Bangkok/Phnom Penh – December 8, 2025
Thailand carried out airstrikes on Cambodian military targets Monday morning, the first aerial attacks in the two countries’ long-running border dispute, after clashes left one Thai soldier dead and four wounded. The escalation has shattered a fragile U.S.-brokered ceasefire signed just two months ago and forced tens of thousands of civilians on both sides to flee their homes.
The fighting erupted around 5 a.m. near disputed ancient temples in Thailand’s Ubon Ratchathani province and Cambodia’s Preah Vihear and Oddar Meanchey provinces. Thai army spokesman Major General Winthai Suvaree said Cambodian troops opened fire first with small arms, machine guns, mortars, and artillery. In response, the Royal Thai Air Force struck several Cambodian command posts, weapons depots, and supply routes. Thai officials also accused Cambodia of launching BM-21 Grad rockets toward civilian areas in Buri Ram province, though no casualties were reported there.
Cambodia flatly denied starting the violence. Defense Ministry spokeswoman Lieutenant General Maly Socheata said Thai forces attacked first, firing tank rounds at the centuries-old Tamone Thom temple and other positions near the UNESCO-listed Preah Vihear temple. She insisted Cambodian troops did not return fire. Local officials in Oddar Meanchey reported villagers fleeing gunfire near Tamone Thom and Ta Krabei temples.
By midday, Thailand’s Second Army Region reported that approximately 35,000 Thai citizens had been evacuated from border districts, with more than 385,000 additional residents across four provinces ordered to temporary shelters. On the Cambodian side, families in several villages abandoned their homes for safer ground deeper inside Preah Vihear and Oddar Meanchey.
The violence follows a smaller exchange of gunfire on Sunday that wounded two Thai soldiers and comes after Thailand suspended the October ceasefire agreement last month, citing a landmine explosion that injured several of its troops—an incident Bangkok blamed on Cambodia.
The ceasefire had been a high-profile diplomatic achievement for U.S. President Donald Trump.
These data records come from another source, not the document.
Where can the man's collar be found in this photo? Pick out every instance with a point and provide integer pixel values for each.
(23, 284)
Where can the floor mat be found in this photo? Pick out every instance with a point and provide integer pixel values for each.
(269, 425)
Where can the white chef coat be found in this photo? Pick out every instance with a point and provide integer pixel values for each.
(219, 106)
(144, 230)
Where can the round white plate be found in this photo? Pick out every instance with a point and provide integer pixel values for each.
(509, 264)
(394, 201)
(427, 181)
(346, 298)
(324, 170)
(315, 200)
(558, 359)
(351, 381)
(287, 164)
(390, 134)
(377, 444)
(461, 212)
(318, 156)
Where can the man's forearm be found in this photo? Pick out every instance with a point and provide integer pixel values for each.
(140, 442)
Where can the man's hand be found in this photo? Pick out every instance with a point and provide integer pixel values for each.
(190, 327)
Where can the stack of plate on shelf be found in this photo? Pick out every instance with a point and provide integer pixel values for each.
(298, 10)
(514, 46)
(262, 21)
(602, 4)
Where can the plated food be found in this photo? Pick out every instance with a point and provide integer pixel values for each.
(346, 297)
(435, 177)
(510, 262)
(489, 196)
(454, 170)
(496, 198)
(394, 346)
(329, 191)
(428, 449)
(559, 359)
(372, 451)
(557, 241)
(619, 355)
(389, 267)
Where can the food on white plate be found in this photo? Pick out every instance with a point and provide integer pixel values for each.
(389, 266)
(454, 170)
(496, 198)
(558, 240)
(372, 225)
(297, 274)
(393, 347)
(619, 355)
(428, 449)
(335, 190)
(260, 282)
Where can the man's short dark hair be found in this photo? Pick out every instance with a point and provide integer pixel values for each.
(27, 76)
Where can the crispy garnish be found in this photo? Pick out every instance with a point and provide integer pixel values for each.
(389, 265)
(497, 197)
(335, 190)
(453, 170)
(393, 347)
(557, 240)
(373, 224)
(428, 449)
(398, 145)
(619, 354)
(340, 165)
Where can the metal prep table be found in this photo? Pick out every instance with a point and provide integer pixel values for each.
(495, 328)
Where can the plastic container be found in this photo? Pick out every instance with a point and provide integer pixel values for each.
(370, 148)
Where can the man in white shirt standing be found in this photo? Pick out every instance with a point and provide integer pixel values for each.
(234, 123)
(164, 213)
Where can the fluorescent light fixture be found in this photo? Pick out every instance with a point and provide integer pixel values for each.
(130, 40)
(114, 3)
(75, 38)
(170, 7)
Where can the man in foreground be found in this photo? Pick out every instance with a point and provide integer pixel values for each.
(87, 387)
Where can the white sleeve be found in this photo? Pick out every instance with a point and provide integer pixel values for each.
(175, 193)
In October, Trump personally co-signed the joint declaration alongside Thai Prime Minister Anutin Charnvirakul and Cambodian Prime Minister Hun Manet in Kuala Lumpur, announcing billions of dollars in new trade deals as part of the accord. The agreement required both militaries to pull back heavy weapons, clear landmines, and accept ASEAN observers. Cambodia even nominated Trump for the Nobel Peace Prize.
That truce had ended a brutal five-day war in July that killed 48 people and displaced 300,000. The underlying dispute dates back more than a century to colonial-era border maps drawn by France, which ruled Cambodia at the time. Thailand and Cambodia have never agreed on the exact demarcation around a string of ancient Khmer temples, most famously Preah Vihear, which the International Court of Justice awarded to Cambodia in 1962—a ruling Thailand has never fully accepted.
Monday’s airstrikes mark a dangerous new phase. While both countries have exchanged artillery and small-arms fire in previous flare-ups, neither had used combat aircraft since the 2011 clashes that brought the dispute to the United Nations Security Council.
ASEAN chair Malaysia called for immediate restraint and offered to mediate. The United Nations and several Western embassies urged both governments to return to dialogue. Former Cambodian strongman Hun Sen, still a powerful voice as Senate president, posted on social media urging calm and accusing Thailand of trying to provoke Phnom Penh into retaliation that would collapse the peace process.
As night fell, the border remained tense. Thai F-16s and Gripen jets continued patrols overhead, while Cambodian troops reportedly reinforced positions around Preah Vihear temple. With nationalist sentiment running high in both capitals and families sleeping in school gymnasiums and temples far from home, the fear of a wider war—one that could pull in regional powers and undo months of careful diplomacy—has suddenly become very real.